4 – Don’t Take on Long-Term Deals…Unless They Make Long-Term Sense
There is a caveat to the mantra of cutting long-term debt. If the player they could acquire that does have a long-term deal is as good or better than someone they could look at in free agency, make the move now and take on that debt. For example, the Blazers will be looking for both a starting point guard and a center in free agency and the draft. If they can get a player with Camby’s ending deal to be a starter at that position for the Blazers for the rest of the season and beyond, even if it’s at a price of $10 million, then that’s a move they should pull the trigger on. Not taking on long-term debt is the guideline they should adhere to, but it shouldn’t be treated as an absolute. Each offer, each player, each situation is unique and should be evaluated accordingly.

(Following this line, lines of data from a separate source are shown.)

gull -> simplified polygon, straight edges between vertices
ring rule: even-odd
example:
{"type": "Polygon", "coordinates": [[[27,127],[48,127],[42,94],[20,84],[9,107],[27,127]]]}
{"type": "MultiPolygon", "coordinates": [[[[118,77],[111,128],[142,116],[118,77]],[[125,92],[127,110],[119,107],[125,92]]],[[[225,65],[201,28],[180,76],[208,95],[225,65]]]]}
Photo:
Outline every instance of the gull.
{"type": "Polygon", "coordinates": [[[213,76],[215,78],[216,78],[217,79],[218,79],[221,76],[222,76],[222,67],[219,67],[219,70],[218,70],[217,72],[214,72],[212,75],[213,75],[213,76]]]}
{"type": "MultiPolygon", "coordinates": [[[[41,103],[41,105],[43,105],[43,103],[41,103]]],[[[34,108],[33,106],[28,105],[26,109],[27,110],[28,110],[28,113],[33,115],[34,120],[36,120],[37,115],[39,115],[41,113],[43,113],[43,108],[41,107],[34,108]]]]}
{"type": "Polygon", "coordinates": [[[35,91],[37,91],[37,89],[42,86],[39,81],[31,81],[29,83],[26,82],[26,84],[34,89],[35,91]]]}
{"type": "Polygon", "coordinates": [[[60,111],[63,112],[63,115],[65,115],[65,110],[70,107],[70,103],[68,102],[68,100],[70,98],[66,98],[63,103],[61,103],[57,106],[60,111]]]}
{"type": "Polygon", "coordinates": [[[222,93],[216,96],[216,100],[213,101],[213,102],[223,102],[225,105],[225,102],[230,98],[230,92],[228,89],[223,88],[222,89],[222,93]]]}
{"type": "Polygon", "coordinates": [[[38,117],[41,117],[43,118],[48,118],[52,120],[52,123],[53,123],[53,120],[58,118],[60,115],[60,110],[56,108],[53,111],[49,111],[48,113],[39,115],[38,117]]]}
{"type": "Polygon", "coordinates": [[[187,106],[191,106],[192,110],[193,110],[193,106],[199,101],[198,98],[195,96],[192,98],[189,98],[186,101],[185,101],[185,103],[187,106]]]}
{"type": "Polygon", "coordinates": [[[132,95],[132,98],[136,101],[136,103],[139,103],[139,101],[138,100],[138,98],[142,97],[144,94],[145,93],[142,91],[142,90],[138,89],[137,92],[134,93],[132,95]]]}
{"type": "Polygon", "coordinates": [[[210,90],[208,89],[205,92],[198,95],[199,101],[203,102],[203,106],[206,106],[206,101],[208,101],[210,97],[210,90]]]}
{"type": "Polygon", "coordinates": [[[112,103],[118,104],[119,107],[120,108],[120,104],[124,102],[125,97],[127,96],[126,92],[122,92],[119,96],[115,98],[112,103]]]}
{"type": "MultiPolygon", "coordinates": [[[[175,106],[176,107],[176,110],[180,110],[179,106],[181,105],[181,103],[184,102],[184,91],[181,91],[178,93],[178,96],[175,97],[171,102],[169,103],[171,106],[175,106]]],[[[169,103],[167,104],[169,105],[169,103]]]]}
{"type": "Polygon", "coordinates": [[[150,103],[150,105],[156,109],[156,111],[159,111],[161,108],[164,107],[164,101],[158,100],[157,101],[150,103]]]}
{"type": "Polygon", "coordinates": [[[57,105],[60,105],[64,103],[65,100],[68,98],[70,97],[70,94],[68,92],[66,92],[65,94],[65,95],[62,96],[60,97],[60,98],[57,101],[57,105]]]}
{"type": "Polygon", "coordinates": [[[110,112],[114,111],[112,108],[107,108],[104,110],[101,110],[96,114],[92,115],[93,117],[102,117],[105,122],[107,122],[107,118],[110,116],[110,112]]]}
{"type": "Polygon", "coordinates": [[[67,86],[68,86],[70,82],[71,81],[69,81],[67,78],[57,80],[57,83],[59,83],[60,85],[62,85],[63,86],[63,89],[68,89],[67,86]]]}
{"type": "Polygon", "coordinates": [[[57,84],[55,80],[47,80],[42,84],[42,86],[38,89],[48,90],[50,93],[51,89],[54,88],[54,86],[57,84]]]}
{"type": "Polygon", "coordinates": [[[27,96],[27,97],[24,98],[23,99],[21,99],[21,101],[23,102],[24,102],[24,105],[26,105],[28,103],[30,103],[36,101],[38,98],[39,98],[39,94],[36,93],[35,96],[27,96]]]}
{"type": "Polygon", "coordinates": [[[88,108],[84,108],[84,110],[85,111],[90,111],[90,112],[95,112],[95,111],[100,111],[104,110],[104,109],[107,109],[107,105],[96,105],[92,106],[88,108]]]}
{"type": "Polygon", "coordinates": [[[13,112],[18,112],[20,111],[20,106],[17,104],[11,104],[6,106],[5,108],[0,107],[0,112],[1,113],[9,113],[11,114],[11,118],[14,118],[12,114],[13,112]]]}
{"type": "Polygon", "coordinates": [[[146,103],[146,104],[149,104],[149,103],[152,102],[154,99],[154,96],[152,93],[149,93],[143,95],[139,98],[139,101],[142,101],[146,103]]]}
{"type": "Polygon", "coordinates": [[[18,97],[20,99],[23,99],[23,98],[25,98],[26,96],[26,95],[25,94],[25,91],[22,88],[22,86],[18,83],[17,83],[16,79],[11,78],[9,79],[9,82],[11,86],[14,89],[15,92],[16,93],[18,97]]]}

5 – Change the Entire Franchise’s Mentality
Five years ago (has it been that long already?) when the Blazers drafted Greg Oden many people (yes, including me) predicted one or more future championships for Portland with a roster centered around Oden, Aldridge and Brandon Roy. Now Roy and Oden (soon) are gone. For too long now the franchise has been reactive, trying to fill the holes the injuries of Oden and Roy created. That has to end now. The team has to take a proactive approach to their next incarnation. Instead of thinking about how they need a center to replace Oden or a point guard to plug a hole – which is exactly how they treated both Andre Miller and Raymond Felton, for better or worse – they need to step back and evaluate the specific traits they need. The team knows they want Aldridge and Batum to be their cornerstones, so they need to – without looking at draft prospects or potential free agents – step back and ask this question: Which traits of other players complement those two the most? Build that list and using that they need to then turn to the draft boards and free agency. They also need to understand that all the proper pieces may not be found this upcoming June or July and this will be a process. Be patient and understand that the best fit is not necessarily the best player available at a given position at a given moment. Roster slots will need to be filled no matter what, but the key will be maintaining flexibility if it’s not the perfect fit. Don’t spend the money just because it’s there.